It's a feeling I've had many times before
I can't hold the fort so don't give me more
I struggle and sweat when I'm wide awake
When I know I'm fine, I'm not used to fine
Whatever's left - Snow Patrol
Bouh, quelle fin de semaine atroce. Je savais que reprendre le boulot ne serait pas une mince affaire, mais je n'aurais jamais pensé que ce serait à ce point là ...

Bon, le séminaire de mercredi a été conforme à la vision que l'on se fait habituellement d'un séminaire. Des gens qui parlent, qui parlent, qui parlent, pendant des heures, avec le talent exceptionnel de ne divulguer finalement absolument aucune information réelle. Je ne sais pas comment ils font, ça doit être un don des Dieux, de pouvoir ainsi parler indéfiniment pour ne rien dire (tiens, ça me rappelle un sujet que j'avais eu en philo quand j'étais en terminale - souvenir vintage bonjouuur -, qui à l'époque m'avait posé pas mal de soucis : peut-on parler pour ne rien dire ? A celles et ceux qui pensent que non, je n'aurais qu'un seul conseil : allez assister à un séminaire. De n'importe quoi, d'ailleurs). Heureusement, les réunions de l'après-midi ont été plus constructives. En plus, Ploucland était encore en travaux, je ne vous explique pas la galère pour regagner les lieux de ralliement (oui, les séminaires, sont toujours à Ploucland, logique, versez du sel sur mes plaies, merci). J'avais au moins l'espoir que les choses allaient enfin se décanter clairement jeudi.

Ce que je peux être naïve.

Déjà, à 6h du matin, une mauvaise nouvelle m'accueille au saut du lit. Le genre à vous faire mourir d'appréhension dans des geysers de larmes refoulées et d'inquiétude mordante, et à vous parasiter les neurones à chaque seconde d'inattention. Je me suis dit que la journée commençait décidément bien mal, mais si j'avais su à quel point, je serais allée me recoucher en serrant très fort Gary contre mon petit coeur palpitant.

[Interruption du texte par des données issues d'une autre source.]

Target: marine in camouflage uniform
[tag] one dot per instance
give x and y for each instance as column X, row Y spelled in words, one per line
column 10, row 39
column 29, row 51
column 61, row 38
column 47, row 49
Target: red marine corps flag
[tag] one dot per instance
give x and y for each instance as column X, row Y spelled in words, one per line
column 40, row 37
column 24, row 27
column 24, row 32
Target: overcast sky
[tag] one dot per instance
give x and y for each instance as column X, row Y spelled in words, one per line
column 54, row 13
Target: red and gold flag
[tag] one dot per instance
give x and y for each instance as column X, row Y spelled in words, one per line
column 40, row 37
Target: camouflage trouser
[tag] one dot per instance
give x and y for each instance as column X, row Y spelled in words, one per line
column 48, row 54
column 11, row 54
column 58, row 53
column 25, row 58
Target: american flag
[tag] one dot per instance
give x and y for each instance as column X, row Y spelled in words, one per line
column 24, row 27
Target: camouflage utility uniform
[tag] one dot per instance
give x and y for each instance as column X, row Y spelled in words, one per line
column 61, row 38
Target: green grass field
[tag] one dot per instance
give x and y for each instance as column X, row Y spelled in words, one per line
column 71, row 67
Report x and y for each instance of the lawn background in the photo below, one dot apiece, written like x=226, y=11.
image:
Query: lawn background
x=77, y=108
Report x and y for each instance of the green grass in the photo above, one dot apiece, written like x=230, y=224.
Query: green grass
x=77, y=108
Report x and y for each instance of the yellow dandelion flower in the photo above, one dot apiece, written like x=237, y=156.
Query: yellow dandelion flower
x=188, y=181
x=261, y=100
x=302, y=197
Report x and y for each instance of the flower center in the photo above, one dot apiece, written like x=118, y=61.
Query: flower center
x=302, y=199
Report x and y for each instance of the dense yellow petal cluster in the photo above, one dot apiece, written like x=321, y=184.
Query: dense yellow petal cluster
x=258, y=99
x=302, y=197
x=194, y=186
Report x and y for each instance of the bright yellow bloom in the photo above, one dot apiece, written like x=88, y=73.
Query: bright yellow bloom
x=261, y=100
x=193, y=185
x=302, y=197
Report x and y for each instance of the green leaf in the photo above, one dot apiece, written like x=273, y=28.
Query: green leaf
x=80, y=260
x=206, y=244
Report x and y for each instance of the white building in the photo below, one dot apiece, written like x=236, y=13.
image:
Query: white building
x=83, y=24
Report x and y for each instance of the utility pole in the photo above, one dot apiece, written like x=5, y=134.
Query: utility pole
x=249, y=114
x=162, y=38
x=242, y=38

La personne censée m'encadrer n'a pas pointé le bout de son nez. Nous avions rendez-vous à 8h30, j'étais là à 20, à 10h, ne voyant personne, j'ai commencé à sérieusement gratter mon ulcère à l'estomac. Heureusement, ma directrice avait eu le bon goût de venir pour régler les soucis d'administration (quel bel euphémisme), nous avons donc pu nous faire des cheveux blancs à deux. 13h30, la nouvelle tombe, la fameuse femme invisible est en fait en arrêt maladie, mais s'était dit qu'elle ne préviendrait que demain (hardi petit, quelle importance de poser un lapin à tout le monde, après tout ?). Ma directrice et moi envisagions très sérieusement de nous pendre avec des restes de câbles électriques quand l'Administration a nommé au pied levé une pauvre Victime pour remplacer la Malade. Pauvre Victime que nous n'avons pas pu joindre avant 19h (puisqu'elle était censée être encore en congé, elle). Résultat des courses ? Une journée pendue au téléphone, à flipper comme une héroïne de film d'horreur de série B, ohmygodohmygodohmygod, what the hell is happening to me, that's not faiiiiir !!

Vendredi, avec la Victime, nous avons tenté de faire en une matinée ce que nous aurions du faire en deux jours, sans succès, bien entendu (bon, un bon point, la Victime s'est révélée très professionnelle et nous nous entendons globalement très bien, c'est déjà ça de pris). Réunions toute l'après-midi, tentatives d'agencement de notre lieu de travail, épluchage de dossiers à la pelle, répartition des tâches ... Heures sup' à tour de bras (nous étions censées finir à 16h30, à 18h nous sommes enfin parties), fatigue extrême, un peu de découragement, stress intense, on a failli avoir un bel accident de voiture en rentrant tellement nous étions à bout. Je me rappelle encore de la mine goguenarde des gens quand je leur disais que j'allais être fonctionnaire : "Peuh peuh peuh, feignasse, va, ce boulot c'est la planque, vous autres vous êtes tout le temps en vacances et vous branlez jamais rien, ouarf ouarf ouarf".

Hey. Les gens. Venez voir par là.

J'ai deux mots à vous dire.
 


Jake
09/13/2011 16:38

"Le genre à vous faire mourir d'appréhension dans des geysers de larmes refoulées et d'inquiétude mordante, et à vous parasiter les neurones à chaque seconde d'inattention"
Vrai ? Paul n'aurait pas du t'appeler. Je ne voulais te mettre au courant que plus tard, quand tout ca aurait ete arrange, mais il ne m'a pas demande mon avis. Il faut croire que tu es une des personnes a contacter en cas d'urgence.
Encore une fois, je suis desole. Je ne voulais pas t'inquieter, ni en rajouter a tous les imprevus de la rentree.